FONTI RINNOVABILI, FABBISOGNO ENERGETICO E COSTO ENERGIA.

In questi giorni è stata (da più fonti) pubblicata un’ottima notizia. Tra le 14 e le 15, per la prima volta nella storia, il prezzo d'acquisto dell’energia elettrica (PUN) è sceso a zero su tutto il territorio nazionale. Ciò significherebbe che in quelle due ore della giornata energia solare, eolico e idroelettrico hanno generato il 100% dell'elettricità. Un evento atteso da tempo, sintomo di un cambiamento in atto.

Se ne evince che l’Italia, seppur con politiche energetiche rinnovabili molto discutibili, è riuscita, in questi anni, a realizzare un buon comparto produttivo energetico da fonte rinnovabile. Certamente la produzione energetica, da fonti rinnovabili, non è ancora in grado di rispondere totalmente al fabbisogno energetico.

Luci (è il caso di dire) ed ombre (soprattutto). Se l’Italia infatti ha colto pienamente le raccomandazioni europee sulle energie rinnovabili, vanta un triste primato. Nonostante il processo di liberalizzazione degli ultimi anni, l'Italia è tra i paesi europei che registra i prezzi dell'energia più elevati del continente. Anche per questo motivo, il commissario all'Energia Günther Oettinger ha raccomandato ieri agli stati membri di completare rapidamente il mercato unico in questo delicatissimo settore. Inoltre, l'uomo politico tedesco ha preannunciato nuove raccomandazioni in vista di una maggiore convergenza delle misure di sostegno alle fonti rinnovabili.

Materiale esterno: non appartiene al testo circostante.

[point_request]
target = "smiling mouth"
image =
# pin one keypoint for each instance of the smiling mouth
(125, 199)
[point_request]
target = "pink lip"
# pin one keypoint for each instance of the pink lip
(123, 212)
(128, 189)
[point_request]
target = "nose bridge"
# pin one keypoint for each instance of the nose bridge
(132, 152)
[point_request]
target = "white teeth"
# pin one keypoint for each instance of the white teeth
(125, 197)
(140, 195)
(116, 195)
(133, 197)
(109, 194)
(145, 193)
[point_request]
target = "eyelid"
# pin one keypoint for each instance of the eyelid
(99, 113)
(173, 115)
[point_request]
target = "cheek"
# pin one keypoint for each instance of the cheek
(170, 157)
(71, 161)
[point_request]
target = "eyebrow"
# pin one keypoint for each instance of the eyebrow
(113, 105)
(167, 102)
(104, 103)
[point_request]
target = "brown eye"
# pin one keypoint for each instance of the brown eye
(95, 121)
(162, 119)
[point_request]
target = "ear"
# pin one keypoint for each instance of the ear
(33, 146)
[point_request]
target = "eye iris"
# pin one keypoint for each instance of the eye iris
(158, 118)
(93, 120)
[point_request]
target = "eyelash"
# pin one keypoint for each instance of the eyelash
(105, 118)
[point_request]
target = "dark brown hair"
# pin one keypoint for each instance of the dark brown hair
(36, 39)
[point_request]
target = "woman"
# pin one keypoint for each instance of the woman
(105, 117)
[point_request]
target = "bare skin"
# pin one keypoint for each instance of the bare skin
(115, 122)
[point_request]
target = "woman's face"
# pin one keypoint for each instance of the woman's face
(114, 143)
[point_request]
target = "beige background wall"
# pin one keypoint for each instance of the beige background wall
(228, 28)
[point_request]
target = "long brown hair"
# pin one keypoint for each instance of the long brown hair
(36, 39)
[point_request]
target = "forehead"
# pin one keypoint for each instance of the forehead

In un lungo rapporto sulla situazione dell'Unione nel settore dell'energia, la Commissione ha elencato pregi e difetti dei vari paesi. All'Italia l'esecutivo comunitario raccomanda di migliorare la rete elettrica, per risolvere i rischi di congestione e rafforzare le connessioni con i paesi vicini. Per quanto riguarda il gas, la Commissione mette l'accento su una concorrenza limitata tra le aziende del settore, e sulla necessità per il paese di importare gran parte del suo fabbisogno (il 90% del totale).

Secondo le autorità comunitarie, l'Italia è il sesto paese con il prezzo dell'elettricità ai consumatori più elevato, dietro la Danimarca, la Germania, Cipro, il Belgio e la Svezia. La media europea è di circa 17 centesimi di euro al kWh, comprese le imposte, mentre il prezzo in Italia è di oltre 20 centesimi al kWh. Nel settore dell'industria, il prezzo dell'elettricità italiana supera i 22 centesimi al kWh (si veda anche il grafico in pagina), di gran lunga superiore alla media europea, che è poco sopra i 15 centesimi.

Ora il dubbio che viene è relativo al costo di produzione energetico. Il costo dell'energia rinnovabile in Italia è ancora troppo elevato. Il dato emerge dallo studio dell'Associazione Produttori Energia da Fonti Rinnovabili (Aper) presentato in occasione del convegno "Produttori e istituzioni a confronto sui costi di generazione degli impianti a fonti rinnovabili" presso la sede del Gse. Sulla filiera italiana delle rinnovabili gravano extra-costi e oneri aggiuntivi dovuti alle seguenti criticità:

·         incertezza sugli iter autorizzativi degli enti locali

·         incertezza sulle procedure e costi di allacciamento

·         sovra-canoni ai Bim (bacino imbrifero montano)

·         assenza di produttori nazionali

·         sindrome di Nimby (not in my back yard) dei cittadini nei confronti dell'eolico e delle biomasse.

 

In conclusione, l'energia rinnovabile in Italia costa il 35% in più rispetto agli altri paesi europei a causa degli oneri aggiuntivi. Senza gli extra-costi il costo di produzione dell'energia da fonti rinnovabili è compreso tra 11 e 15 centesimi di euro a chilowattora. Fra le tecnologie verdi più competitive si distinguono l'idroelettrico e l'eolico. Il costo di produzione tende invece a salire fino a 40-50 centesimi per l'energia elettrica prodotta dai pannelli solari e dalle centrali solari fotovoltaiche. Rimuovere gli extra-costi contribuirebbe ad accelerare lo sviluppo delle energie rinnovabili.